Embrace your replacement photographer, and communicate with them throughout the day. Talk to them about details that you discussed in your meetings and planning with the person you hired. Give them room to work in their way, but let them know what is important to you. Share with them any shot lists you had prepared, maybe let them scroll through your Pinterest page on your phone while your hair stylist finishes up. Enjoy your day and have fun!

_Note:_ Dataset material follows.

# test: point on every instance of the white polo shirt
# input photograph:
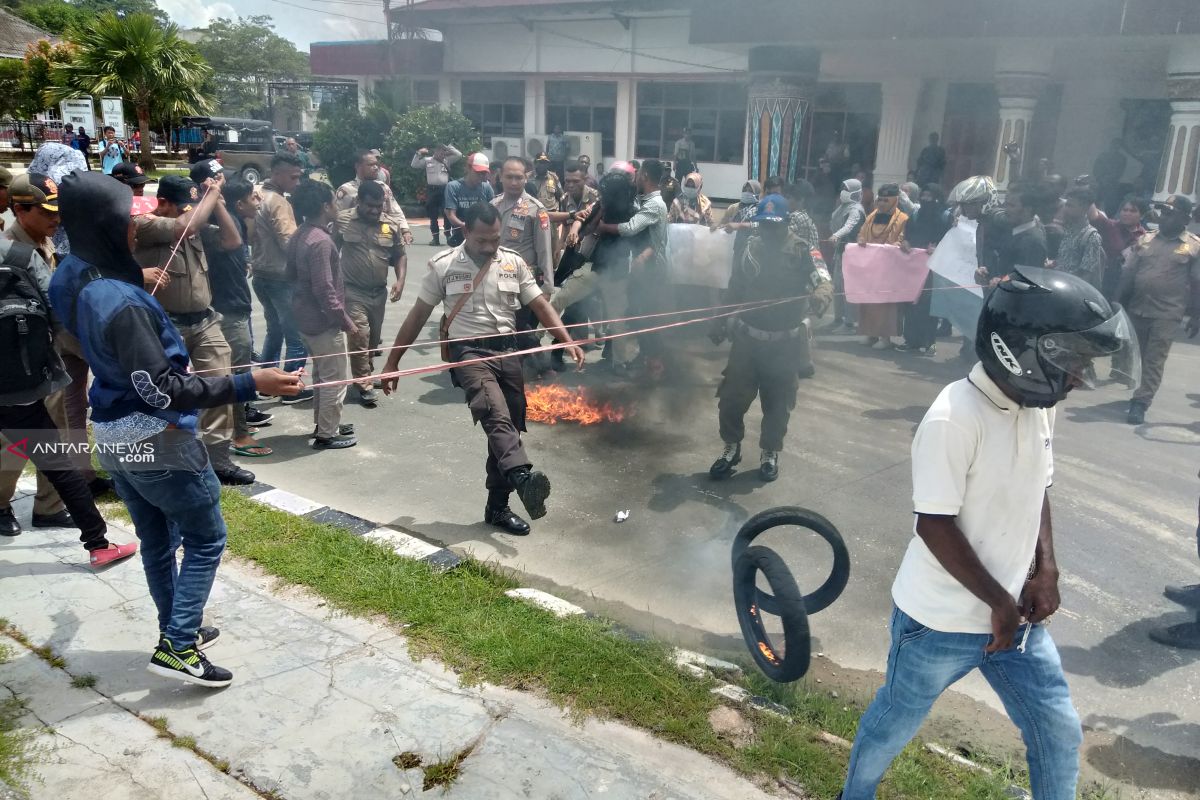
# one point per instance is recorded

So back to Bug & Alex's wedding day. Here's how it went down. At 6:22am, I posted a plea for help in our group. I included the start time and location, a few details, and promised to check back online in an hour. I then emailed Bug and let her know that I wasn't certain yet, but I was sick and was seeking a potential replacement for myself. I was so relieved at her response, because she was incredibly understanding! She said that she trusted my judgment and appreciated that I was taking action and being realistic about my limits. I kept in touch with her throughout the morning. By 8:20am, I had talked with a good 3-4 photographers whose work I would have easily trusted and who were willing and able to cover me. I felt so much better by that point that I was able to sleep a couple of hours before making a final call.

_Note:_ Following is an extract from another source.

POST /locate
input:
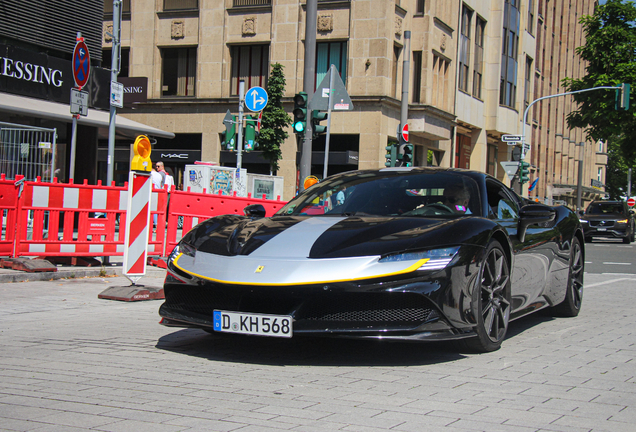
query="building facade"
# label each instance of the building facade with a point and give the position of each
(475, 65)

When I couldn't shake the body aches, chills, and nausea, I knew it was going to be better for my couple if I stayed home. By noon, the bride and groom knew that my friend Jerrad Hamilton and my second shooter, Graydon, would be covering me. I pouted a little over the shots I had imagined with the two of them. I sent Jerrad some images from my own portfolio that represented what I had discussed with the couple. I connected Jerrad and Graydon over text so they could communicate when they arrived at the location. Graydon came to my house to pick up some memory cards, and both of the guys opted to arrive a little early, which just added to my ability to relax! When the wedding was over, the cards were dropped back off at my house and I had everything in my hands. I was able to post a few peeks a couple days later when I was recovered.

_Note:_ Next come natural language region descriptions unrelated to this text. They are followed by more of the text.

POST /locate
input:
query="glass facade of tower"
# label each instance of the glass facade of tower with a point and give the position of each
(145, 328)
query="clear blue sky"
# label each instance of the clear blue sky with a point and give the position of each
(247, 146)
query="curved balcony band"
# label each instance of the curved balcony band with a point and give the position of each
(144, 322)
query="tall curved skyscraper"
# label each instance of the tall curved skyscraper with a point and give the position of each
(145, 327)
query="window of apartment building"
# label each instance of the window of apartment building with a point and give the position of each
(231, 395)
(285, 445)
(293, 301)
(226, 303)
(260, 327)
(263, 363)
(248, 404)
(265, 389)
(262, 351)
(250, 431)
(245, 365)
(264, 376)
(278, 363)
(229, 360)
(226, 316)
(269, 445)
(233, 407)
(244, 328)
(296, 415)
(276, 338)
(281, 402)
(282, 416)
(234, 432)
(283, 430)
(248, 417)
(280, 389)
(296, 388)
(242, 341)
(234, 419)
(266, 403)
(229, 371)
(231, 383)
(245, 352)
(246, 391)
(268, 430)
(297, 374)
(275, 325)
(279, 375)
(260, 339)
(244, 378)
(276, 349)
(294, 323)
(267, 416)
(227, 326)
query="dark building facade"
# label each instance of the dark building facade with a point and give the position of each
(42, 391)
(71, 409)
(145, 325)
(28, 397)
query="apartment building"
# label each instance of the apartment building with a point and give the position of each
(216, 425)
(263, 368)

I still want to work with Bug & Alex, so my personal decision was to offer them a portrait session at a later date. I did this before the wedding, and I guess it was my way of reassuring them that even if they didn't get exactly what they expected on the wedding day, we would do our best to make up for it later. This might not be something that all photographers are able to offer, but for me it was what felt right. Once I saw the images that were created by my awesome backup team, though, I was happy. I felt entirely comfortable with the quality of work that was done, and I will be forever grateful for the Wisconsin photographers in my community who jumped in to serve my clients and I.
If you're a Wisconsin bride or groom, let me assure you that you are in good hands. I don't know what it's like in other states- but it's pretty great here! The photographers I've come to know over the past several years have really made an impression on me with their kindness, generosity, and friendliness. They take care of one another. It's a group I am proud to be a part of. And I'm not the only one who has benefited from this community- I've stepped in when I've been able to help out, too, as have so many others.
So if you aren't here in our glorious Wisco crowd, what is your professional backup plan? I'd love to hear what other people do, and I know that sharing about this will only build confidence in our clients' minds. Share away!